Translating related words to videos and back through latent topics

Documents containing video and text are becoming more and more widespread and yet content analysis of those documents depends primarily on the text. Although automated discovery of semantically related words from text improves free text query understanding, translating videos into text summaries facilitates better video search particularly in the absence of accompanying text. In this paper, we propose a multimedia topic modeling framework suitable for providing a basis for automatically discovering and translating semantically related words obtained from textual metadata of multimedia documents to semantically related videos or frames from videos. The framework jointly models video and text and is flexible enough to handle different types of document features in their constituent domains such as discrete and real valued features from videos representing actions, objects, colors and scenes as well as discrete features from text.

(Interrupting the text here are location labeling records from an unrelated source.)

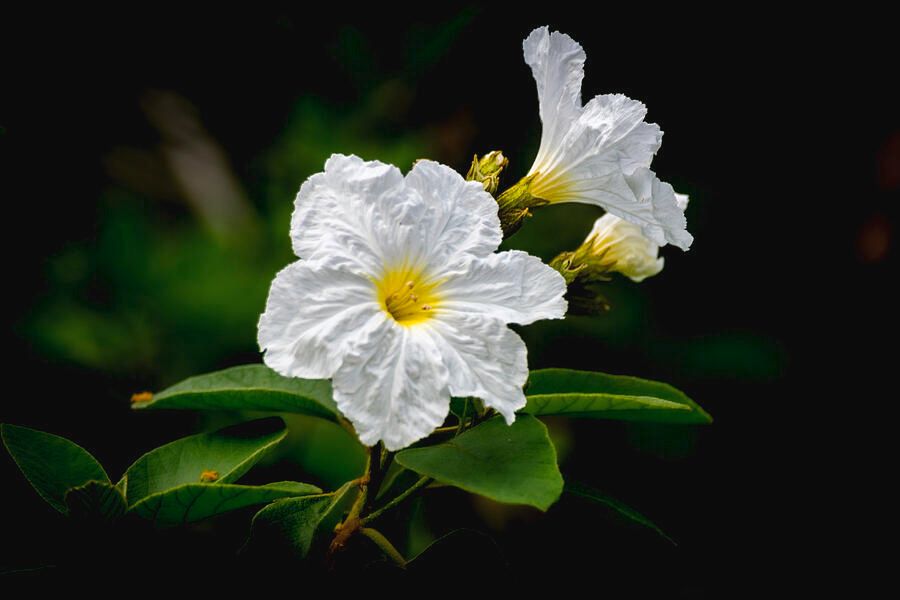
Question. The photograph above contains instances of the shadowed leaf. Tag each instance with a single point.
(249, 387)
(514, 464)
(52, 464)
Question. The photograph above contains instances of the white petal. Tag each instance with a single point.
(485, 359)
(392, 384)
(312, 313)
(511, 286)
(557, 63)
(460, 216)
(333, 210)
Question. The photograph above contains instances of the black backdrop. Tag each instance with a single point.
(784, 127)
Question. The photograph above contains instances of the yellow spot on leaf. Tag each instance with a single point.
(141, 397)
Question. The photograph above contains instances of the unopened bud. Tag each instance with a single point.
(486, 170)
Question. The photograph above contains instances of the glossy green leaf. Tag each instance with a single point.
(293, 526)
(514, 464)
(52, 464)
(95, 500)
(195, 501)
(224, 455)
(618, 506)
(250, 387)
(601, 396)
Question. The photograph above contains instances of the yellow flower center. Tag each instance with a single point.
(407, 295)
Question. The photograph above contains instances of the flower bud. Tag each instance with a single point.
(486, 170)
(613, 246)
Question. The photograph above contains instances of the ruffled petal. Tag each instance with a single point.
(511, 286)
(392, 384)
(460, 217)
(485, 359)
(557, 63)
(333, 211)
(661, 214)
(312, 313)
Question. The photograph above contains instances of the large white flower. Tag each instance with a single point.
(598, 153)
(401, 300)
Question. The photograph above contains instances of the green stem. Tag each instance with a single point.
(386, 546)
(422, 482)
(351, 524)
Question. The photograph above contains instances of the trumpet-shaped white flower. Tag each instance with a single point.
(598, 153)
(401, 300)
(617, 246)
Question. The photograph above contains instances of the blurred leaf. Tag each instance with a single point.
(443, 555)
(293, 525)
(96, 500)
(602, 396)
(514, 464)
(397, 480)
(588, 493)
(195, 501)
(249, 387)
(52, 464)
(222, 456)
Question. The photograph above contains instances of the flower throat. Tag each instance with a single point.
(407, 296)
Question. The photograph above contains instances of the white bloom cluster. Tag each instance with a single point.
(399, 296)
(401, 299)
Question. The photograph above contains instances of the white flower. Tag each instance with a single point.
(617, 246)
(598, 153)
(401, 300)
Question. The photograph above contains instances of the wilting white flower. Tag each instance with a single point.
(598, 153)
(401, 300)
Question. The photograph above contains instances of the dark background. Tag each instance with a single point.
(127, 270)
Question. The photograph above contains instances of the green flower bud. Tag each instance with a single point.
(486, 170)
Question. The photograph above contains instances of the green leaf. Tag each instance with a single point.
(514, 464)
(96, 500)
(250, 387)
(583, 491)
(602, 396)
(196, 501)
(293, 526)
(441, 557)
(223, 455)
(52, 464)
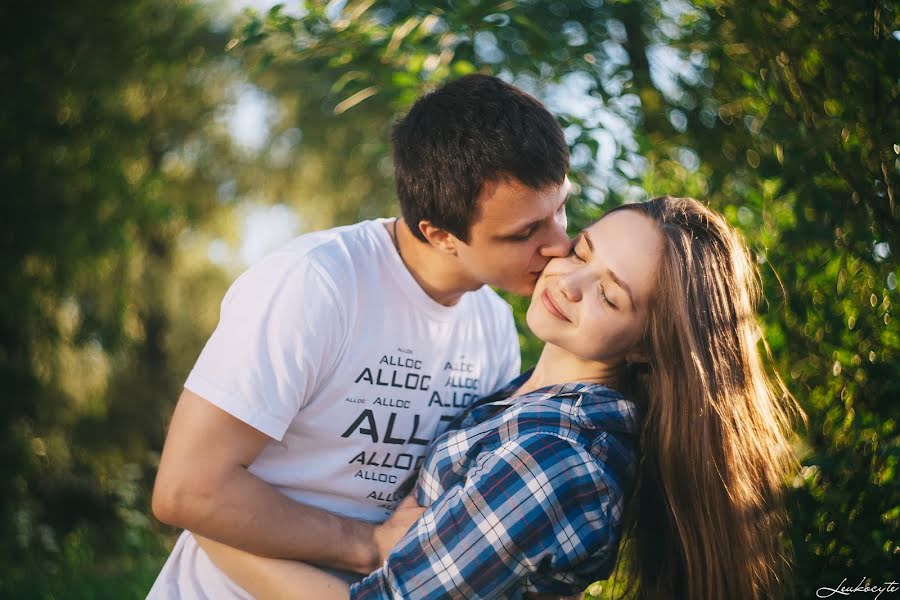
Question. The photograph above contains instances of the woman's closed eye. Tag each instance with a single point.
(605, 299)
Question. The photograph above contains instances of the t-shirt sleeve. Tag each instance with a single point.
(280, 332)
(534, 502)
(510, 365)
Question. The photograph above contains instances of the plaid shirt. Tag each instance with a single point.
(525, 495)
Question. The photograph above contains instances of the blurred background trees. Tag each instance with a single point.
(135, 191)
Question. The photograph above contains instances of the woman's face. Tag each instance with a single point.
(595, 302)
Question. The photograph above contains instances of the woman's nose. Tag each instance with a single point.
(569, 286)
(557, 243)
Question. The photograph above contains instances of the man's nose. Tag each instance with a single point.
(557, 243)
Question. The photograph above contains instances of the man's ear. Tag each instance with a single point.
(440, 239)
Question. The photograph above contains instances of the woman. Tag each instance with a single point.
(527, 495)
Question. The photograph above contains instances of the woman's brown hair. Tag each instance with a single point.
(707, 514)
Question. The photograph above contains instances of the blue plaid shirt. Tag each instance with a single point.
(526, 494)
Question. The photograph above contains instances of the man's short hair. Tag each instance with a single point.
(473, 130)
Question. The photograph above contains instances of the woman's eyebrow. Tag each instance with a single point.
(609, 272)
(587, 239)
(622, 285)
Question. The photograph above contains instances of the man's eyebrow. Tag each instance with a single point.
(609, 272)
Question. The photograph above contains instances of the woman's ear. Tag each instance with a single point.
(440, 239)
(636, 356)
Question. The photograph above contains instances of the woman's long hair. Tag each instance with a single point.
(707, 512)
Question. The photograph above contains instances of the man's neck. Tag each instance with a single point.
(435, 273)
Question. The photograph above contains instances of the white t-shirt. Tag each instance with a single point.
(330, 347)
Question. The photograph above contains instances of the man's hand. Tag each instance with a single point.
(391, 531)
(203, 485)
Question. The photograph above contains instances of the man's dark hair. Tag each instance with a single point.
(472, 130)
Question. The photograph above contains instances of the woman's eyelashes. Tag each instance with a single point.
(575, 254)
(605, 299)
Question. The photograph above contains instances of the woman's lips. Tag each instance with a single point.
(551, 306)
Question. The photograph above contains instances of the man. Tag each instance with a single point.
(338, 358)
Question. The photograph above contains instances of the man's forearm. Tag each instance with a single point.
(245, 512)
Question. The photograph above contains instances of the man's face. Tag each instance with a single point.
(517, 231)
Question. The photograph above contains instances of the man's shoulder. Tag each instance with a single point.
(333, 254)
(488, 304)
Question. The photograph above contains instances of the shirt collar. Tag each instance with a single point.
(596, 404)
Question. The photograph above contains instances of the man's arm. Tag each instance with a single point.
(274, 578)
(203, 485)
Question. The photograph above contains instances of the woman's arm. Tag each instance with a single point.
(274, 578)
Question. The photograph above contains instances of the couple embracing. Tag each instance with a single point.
(357, 425)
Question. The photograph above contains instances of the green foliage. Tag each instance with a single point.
(782, 114)
(110, 152)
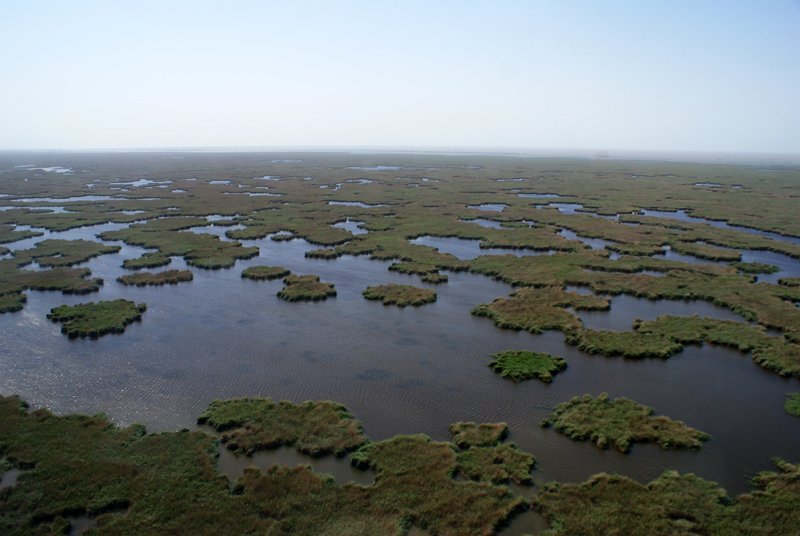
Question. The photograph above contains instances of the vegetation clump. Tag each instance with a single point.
(167, 277)
(792, 405)
(672, 504)
(400, 295)
(265, 272)
(328, 254)
(153, 259)
(755, 267)
(306, 288)
(13, 301)
(519, 365)
(434, 279)
(620, 422)
(252, 424)
(471, 434)
(94, 319)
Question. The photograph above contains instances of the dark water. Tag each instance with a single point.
(466, 249)
(412, 370)
(489, 207)
(681, 215)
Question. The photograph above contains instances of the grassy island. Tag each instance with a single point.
(400, 295)
(792, 405)
(755, 267)
(130, 482)
(167, 277)
(324, 253)
(259, 273)
(471, 434)
(519, 365)
(252, 424)
(306, 288)
(673, 504)
(94, 319)
(13, 301)
(153, 259)
(620, 422)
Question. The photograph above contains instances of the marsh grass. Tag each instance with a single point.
(620, 422)
(520, 365)
(472, 434)
(252, 424)
(147, 260)
(400, 295)
(11, 302)
(265, 272)
(755, 267)
(305, 288)
(95, 319)
(673, 504)
(167, 277)
(792, 404)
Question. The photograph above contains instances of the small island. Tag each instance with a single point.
(152, 259)
(620, 422)
(167, 277)
(95, 319)
(13, 301)
(306, 288)
(260, 273)
(520, 365)
(792, 405)
(400, 295)
(252, 424)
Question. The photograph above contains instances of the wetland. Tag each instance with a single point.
(709, 342)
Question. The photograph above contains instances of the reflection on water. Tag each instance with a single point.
(466, 249)
(489, 207)
(412, 370)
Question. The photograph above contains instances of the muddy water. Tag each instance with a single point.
(412, 370)
(465, 249)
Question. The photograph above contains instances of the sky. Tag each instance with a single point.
(720, 76)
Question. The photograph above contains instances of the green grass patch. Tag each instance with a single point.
(13, 301)
(265, 272)
(167, 277)
(792, 405)
(400, 295)
(252, 424)
(306, 288)
(673, 504)
(147, 260)
(520, 365)
(94, 319)
(756, 267)
(471, 434)
(620, 422)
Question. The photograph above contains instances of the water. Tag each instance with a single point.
(681, 215)
(489, 207)
(412, 370)
(594, 243)
(376, 168)
(538, 196)
(353, 226)
(491, 224)
(466, 249)
(355, 204)
(626, 309)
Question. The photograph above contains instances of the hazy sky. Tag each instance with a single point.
(669, 75)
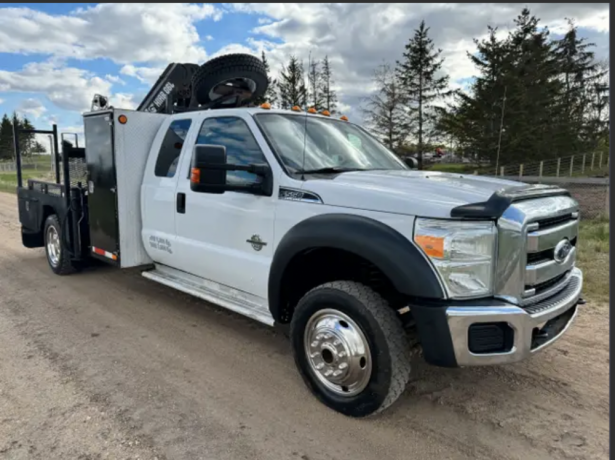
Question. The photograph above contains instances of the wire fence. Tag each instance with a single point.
(586, 165)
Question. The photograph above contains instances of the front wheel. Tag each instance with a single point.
(350, 348)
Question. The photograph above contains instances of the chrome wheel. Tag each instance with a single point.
(53, 246)
(338, 352)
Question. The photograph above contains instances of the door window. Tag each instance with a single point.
(171, 148)
(241, 147)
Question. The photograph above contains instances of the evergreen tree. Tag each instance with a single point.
(420, 74)
(315, 98)
(385, 111)
(271, 95)
(329, 96)
(6, 138)
(292, 85)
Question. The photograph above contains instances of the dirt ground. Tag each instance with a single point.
(106, 364)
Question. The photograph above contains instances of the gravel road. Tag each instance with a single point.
(106, 364)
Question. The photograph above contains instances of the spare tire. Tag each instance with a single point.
(224, 74)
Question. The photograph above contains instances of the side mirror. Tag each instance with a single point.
(208, 173)
(208, 169)
(411, 162)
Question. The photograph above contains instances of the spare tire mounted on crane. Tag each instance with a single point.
(231, 80)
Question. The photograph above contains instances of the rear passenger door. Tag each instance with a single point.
(158, 201)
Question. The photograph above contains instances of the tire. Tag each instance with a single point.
(229, 67)
(354, 310)
(57, 257)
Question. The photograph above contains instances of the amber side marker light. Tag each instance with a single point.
(433, 246)
(195, 175)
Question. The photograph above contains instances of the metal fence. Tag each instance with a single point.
(589, 164)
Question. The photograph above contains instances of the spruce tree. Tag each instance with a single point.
(329, 96)
(291, 87)
(420, 73)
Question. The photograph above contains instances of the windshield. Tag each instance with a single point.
(328, 144)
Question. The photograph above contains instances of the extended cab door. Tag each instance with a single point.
(158, 198)
(228, 238)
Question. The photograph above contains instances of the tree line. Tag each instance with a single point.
(28, 145)
(296, 86)
(533, 97)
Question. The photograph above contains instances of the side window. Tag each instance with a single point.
(241, 147)
(171, 148)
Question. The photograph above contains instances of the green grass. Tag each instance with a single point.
(593, 258)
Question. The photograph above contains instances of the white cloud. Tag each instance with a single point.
(143, 74)
(358, 37)
(115, 79)
(123, 32)
(67, 87)
(32, 107)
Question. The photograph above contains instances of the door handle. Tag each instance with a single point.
(181, 203)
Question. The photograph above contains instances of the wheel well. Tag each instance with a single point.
(317, 266)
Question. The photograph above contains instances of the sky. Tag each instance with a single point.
(55, 57)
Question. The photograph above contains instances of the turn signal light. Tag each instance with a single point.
(195, 175)
(432, 245)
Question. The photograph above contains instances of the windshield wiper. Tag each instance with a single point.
(330, 170)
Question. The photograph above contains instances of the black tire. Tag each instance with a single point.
(61, 263)
(229, 67)
(383, 331)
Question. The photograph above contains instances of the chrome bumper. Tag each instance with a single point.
(523, 322)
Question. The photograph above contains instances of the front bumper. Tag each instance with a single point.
(529, 329)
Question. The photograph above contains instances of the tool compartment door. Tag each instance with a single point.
(102, 186)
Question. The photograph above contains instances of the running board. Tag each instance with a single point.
(232, 299)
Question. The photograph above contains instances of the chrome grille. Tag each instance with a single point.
(529, 231)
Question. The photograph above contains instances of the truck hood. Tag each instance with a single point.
(419, 193)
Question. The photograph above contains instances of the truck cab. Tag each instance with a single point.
(308, 221)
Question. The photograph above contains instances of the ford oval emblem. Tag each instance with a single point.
(562, 251)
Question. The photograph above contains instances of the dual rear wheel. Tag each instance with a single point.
(350, 348)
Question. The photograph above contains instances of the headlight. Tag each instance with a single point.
(462, 252)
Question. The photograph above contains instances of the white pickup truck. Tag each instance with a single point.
(302, 219)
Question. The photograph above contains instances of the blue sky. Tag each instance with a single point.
(55, 57)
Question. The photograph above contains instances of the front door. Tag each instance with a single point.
(227, 238)
(158, 199)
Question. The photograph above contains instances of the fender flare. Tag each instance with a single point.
(397, 257)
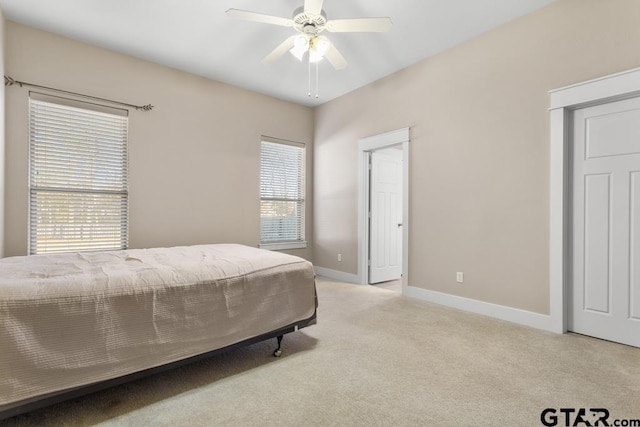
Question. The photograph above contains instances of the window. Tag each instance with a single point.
(282, 171)
(78, 198)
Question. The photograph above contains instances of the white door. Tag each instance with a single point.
(605, 300)
(385, 236)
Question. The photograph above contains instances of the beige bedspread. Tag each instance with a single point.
(68, 320)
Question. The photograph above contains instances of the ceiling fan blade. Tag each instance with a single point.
(259, 17)
(313, 7)
(359, 25)
(335, 58)
(283, 48)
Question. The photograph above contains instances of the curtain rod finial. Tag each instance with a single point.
(8, 81)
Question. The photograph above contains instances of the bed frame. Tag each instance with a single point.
(64, 327)
(51, 399)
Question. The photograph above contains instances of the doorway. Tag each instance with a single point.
(595, 207)
(604, 290)
(383, 222)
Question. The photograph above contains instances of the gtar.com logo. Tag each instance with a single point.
(583, 417)
(551, 417)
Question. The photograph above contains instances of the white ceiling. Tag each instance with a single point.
(196, 36)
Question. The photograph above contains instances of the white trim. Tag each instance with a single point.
(598, 91)
(365, 146)
(619, 85)
(282, 246)
(337, 275)
(510, 314)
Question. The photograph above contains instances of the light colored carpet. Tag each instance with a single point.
(376, 358)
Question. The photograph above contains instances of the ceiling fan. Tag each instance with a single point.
(310, 20)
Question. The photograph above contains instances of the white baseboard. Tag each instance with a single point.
(337, 275)
(510, 314)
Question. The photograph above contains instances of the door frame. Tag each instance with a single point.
(365, 147)
(563, 102)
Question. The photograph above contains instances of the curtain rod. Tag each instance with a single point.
(8, 81)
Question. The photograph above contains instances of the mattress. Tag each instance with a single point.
(68, 320)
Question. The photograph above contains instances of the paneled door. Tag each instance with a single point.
(605, 286)
(385, 235)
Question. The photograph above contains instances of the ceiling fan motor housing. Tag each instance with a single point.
(308, 23)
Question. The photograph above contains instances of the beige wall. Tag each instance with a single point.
(2, 144)
(194, 159)
(479, 166)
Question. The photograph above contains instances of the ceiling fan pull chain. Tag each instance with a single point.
(317, 69)
(309, 79)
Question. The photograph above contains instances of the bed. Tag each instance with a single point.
(74, 323)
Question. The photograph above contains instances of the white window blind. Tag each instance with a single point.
(282, 184)
(78, 198)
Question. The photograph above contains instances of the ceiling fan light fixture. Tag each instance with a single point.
(319, 46)
(300, 47)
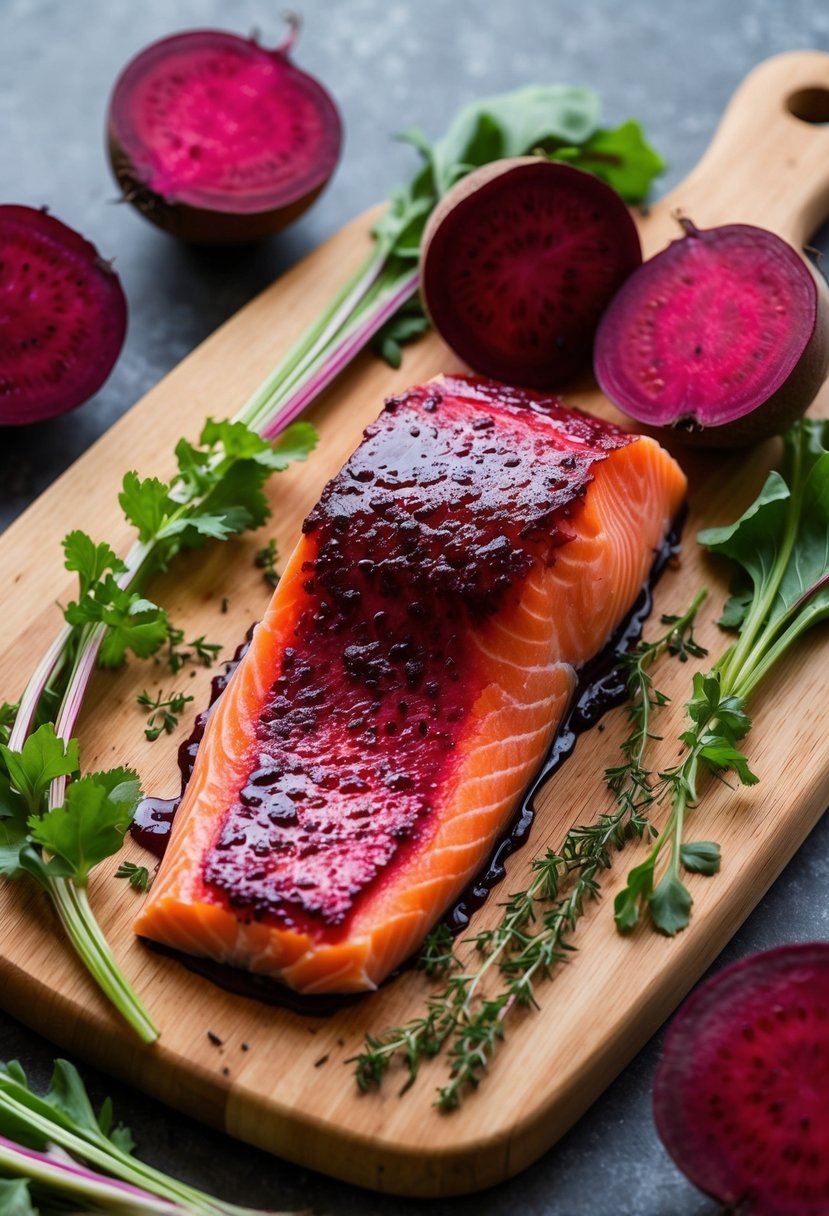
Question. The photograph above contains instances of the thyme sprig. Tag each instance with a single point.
(164, 711)
(782, 590)
(534, 932)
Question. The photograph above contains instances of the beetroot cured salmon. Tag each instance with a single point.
(406, 681)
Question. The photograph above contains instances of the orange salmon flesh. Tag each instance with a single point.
(406, 681)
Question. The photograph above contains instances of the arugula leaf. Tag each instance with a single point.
(700, 856)
(41, 759)
(90, 826)
(621, 157)
(503, 125)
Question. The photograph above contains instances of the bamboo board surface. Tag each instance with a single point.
(289, 1092)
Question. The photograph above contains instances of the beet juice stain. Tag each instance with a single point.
(599, 688)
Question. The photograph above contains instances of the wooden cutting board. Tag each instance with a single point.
(278, 1080)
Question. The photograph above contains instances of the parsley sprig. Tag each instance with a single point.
(57, 844)
(464, 1017)
(780, 591)
(72, 822)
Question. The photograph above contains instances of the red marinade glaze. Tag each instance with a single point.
(444, 508)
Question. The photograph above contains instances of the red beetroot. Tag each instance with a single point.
(62, 316)
(218, 139)
(740, 1093)
(725, 336)
(518, 263)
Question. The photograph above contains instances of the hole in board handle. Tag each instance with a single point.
(810, 105)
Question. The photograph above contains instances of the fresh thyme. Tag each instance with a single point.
(265, 561)
(164, 711)
(780, 591)
(137, 876)
(533, 934)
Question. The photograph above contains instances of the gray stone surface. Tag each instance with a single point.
(390, 65)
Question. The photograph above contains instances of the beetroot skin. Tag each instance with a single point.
(220, 140)
(518, 263)
(62, 316)
(740, 1093)
(723, 336)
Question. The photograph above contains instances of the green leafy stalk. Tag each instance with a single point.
(216, 491)
(164, 711)
(35, 1129)
(780, 546)
(536, 924)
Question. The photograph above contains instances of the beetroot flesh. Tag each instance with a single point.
(62, 316)
(519, 262)
(725, 335)
(220, 140)
(740, 1093)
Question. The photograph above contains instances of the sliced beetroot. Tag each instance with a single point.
(740, 1093)
(218, 139)
(519, 260)
(62, 316)
(725, 335)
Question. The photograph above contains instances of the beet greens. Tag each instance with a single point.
(218, 489)
(56, 1149)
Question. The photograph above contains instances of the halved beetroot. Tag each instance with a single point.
(62, 316)
(218, 139)
(740, 1093)
(725, 336)
(518, 263)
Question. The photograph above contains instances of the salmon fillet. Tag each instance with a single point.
(406, 681)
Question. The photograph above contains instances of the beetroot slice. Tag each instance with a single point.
(219, 139)
(723, 335)
(740, 1093)
(62, 316)
(519, 262)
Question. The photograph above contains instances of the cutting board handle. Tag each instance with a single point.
(768, 161)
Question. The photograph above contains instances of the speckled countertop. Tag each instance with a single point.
(390, 65)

Our proposed models show much better fit to the multimedia data in terms of held-out data log likelihoods. For a given query video, our models translate low level vision features into bag of keyword summaries which can be further translated using simple natural language generation techniques into human readable paragraphs. We quantitatively compare the results of video to bag of words translation against a state-of-the-art baseline object recognition model from computer vision. We show that text translations from multimodal topic models vastly outperform the baseline on a multimedia dataset downloaded from the Internet.

[1]  Hagai Attias,et al.  Topic regression multi-modal Latent Dirichlet Allocation for image annotation , 2010, 2010 IEEE Computer Society Conference on Computer Vision and Pattern Recognition.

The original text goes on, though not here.